Mantan Menteri Luar Negeri Tunisia yang juga tokoh berpengaruh di partai An-Nahdhah, Rafiq Abdussalam mengatakan, apabila perundingan politik pasca kudeta yang dilakukan Presiden Kais Saied temui jalan buntu, demi mengembalikan Tunisia dalam kondisi normal, maka tidak ada pilihan selain mempercepat pelaksanaan pemilihan presiden dan legislatif. Opsi ini menurut Abdussalam menjadi solusi demi membangun legitimasi terhadap hasil pemilihan baru.
Dalam petikan wawancaranya dengan “Arabi 21”, Abdussalam menjelaskan, An-Nahdhah mungkin saja mengalah dengan melepaskan hak-hak yang dimilikinya, namun tidak dengan hak-hak rakyat. Pihaknya berkomitmen untuk memperjuangkannya demi kebebasan demokrasi dan institusi di Tunisia.
Ia kemudian menambahkan, dalam kondisi saat ini, rakyatlah yang akan berada di garda terdepan dalam menghadapi kudeta, diikuti dengan faksi-faksi politik yang ada. “Jadi menggiring seakan An-Nahdhah sendirian yang menghadapi kudeta ini,” jelasnya.
Dalam menyikapi kudeta ini, Abdussalam mengaku partainya telah melakukan berbagai upaya, diantaranya dengan menggandeng para mitra politik, untuk menutup ruang gerak kudeta agar secepatnya dapat kembali ke konstitusi dan legitimasi. Namun ia menyayangkan kondisi saat ini, dengan banyaknya penangkapan dan pengadilan dengan kedok UU sipil maupun kebijakan militer.

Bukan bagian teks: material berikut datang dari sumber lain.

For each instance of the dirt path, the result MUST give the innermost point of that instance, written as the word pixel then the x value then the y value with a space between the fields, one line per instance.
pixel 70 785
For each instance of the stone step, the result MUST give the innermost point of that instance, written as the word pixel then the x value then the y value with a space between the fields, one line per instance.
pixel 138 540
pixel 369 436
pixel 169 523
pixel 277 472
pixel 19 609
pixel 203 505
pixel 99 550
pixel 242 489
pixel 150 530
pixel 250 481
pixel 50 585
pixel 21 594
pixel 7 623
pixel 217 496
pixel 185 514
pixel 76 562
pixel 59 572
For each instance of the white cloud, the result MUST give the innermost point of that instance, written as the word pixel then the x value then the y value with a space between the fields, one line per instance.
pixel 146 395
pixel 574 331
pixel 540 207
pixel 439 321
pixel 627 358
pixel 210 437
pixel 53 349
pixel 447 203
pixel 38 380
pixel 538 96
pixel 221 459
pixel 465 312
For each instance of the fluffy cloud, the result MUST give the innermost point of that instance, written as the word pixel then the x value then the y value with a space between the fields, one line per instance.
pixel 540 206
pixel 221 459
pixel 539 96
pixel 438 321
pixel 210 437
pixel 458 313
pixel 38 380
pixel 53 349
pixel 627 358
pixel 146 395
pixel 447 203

Mantan Menteri Luar Negeri Tunisia ini kemudian mengatakan, ada bukti campur tangan pihak luar dari lingkup regional yang memperkeruh kondisi di Tunisia, hal itu menurutnya sudah nampak dari skenario yang dibuat dan ketika terjadinya kudeta.

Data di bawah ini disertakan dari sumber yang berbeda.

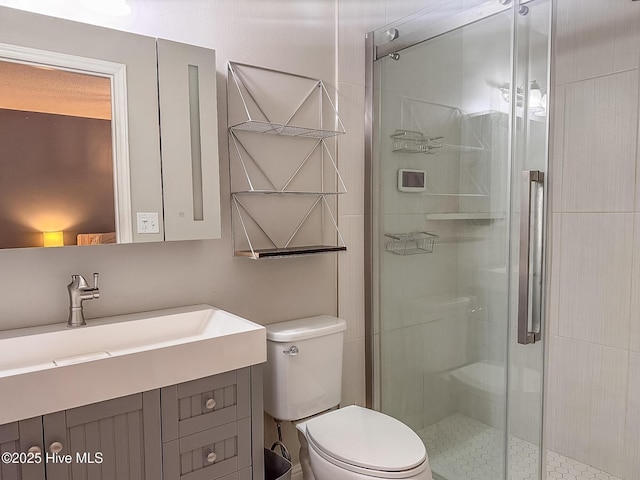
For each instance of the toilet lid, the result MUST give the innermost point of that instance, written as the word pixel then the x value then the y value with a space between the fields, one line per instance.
pixel 368 439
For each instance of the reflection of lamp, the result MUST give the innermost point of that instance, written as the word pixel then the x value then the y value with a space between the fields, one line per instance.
pixel 53 239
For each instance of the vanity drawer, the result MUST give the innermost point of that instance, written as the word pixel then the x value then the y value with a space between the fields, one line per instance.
pixel 205 403
pixel 219 452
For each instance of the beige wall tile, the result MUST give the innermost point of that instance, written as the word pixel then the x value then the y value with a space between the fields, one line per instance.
pixel 553 277
pixel 557 149
pixel 353 376
pixel 590 409
pixel 351 148
pixel 634 321
pixel 600 139
pixel 595 277
pixel 355 19
pixel 632 431
pixel 608 410
pixel 402 374
pixel 351 275
pixel 596 37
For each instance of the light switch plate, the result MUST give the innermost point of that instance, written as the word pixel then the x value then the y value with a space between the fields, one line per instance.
pixel 148 222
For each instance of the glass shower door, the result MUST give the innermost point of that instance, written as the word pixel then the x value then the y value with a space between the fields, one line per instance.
pixel 451 138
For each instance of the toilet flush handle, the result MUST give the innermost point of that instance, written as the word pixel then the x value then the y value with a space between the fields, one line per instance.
pixel 293 351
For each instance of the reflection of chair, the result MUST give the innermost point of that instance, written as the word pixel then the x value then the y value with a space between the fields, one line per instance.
pixel 96 238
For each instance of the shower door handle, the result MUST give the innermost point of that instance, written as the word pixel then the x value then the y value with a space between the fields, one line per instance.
pixel 530 265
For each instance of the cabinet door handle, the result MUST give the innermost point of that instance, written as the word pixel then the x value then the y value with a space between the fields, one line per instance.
pixel 56 447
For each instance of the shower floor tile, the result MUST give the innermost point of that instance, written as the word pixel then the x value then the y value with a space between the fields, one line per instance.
pixel 461 448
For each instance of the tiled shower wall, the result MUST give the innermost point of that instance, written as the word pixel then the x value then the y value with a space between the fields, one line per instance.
pixel 593 410
pixel 355 19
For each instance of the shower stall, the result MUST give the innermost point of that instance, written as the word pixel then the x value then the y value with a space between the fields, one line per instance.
pixel 456 162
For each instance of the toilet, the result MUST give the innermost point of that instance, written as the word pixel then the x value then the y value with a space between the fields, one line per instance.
pixel 303 384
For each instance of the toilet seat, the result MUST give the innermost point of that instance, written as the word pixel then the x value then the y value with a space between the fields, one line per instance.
pixel 367 442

“Kami telah melihat kondisi yang sangat mirip dengan apa yang terjadi pada kudeta 3 Juli 2013 di Mesir, upaya untuk memobilisasi dan menjelekkan, serta menggunakan media sosial untuk menciptakan suasana tidak kondusif, agar mengganggu kehidupan berkonstitusi serta melumpuhkan sistem demokrasi.” jelas Abdussalam.
Secara pribadi ia mengakui turunnya popularitas An-Nahdhah saat ini akibat imbas dari pemerintahan yang tengah berjalan. Ia berdalih, selama tidak menjadi mayoritas mutlak di parlemen, maka partainya tidak bisa memberikan keputusan strategis dalam politik. Kondisi inilah yang menurut Abdussalam menjadikan eksekutif lebih leluasa dalam menentukan kebijakan dan berpengaruh.
Abdussalam menegaskan, An-Nahdah dalam konteks ini, tidak mengambil porsi dari kekuasaan, tapi lebih kepada prinsip memegang teguh undang-undang dan sistem demokrasi yang tengah berlangsung. Menurut Abdussalaam ketika pondasi ini diabaikan, maka sama artinya menyia-nyiakan semua keuntungan politik yang didapat dari hasil revolusi.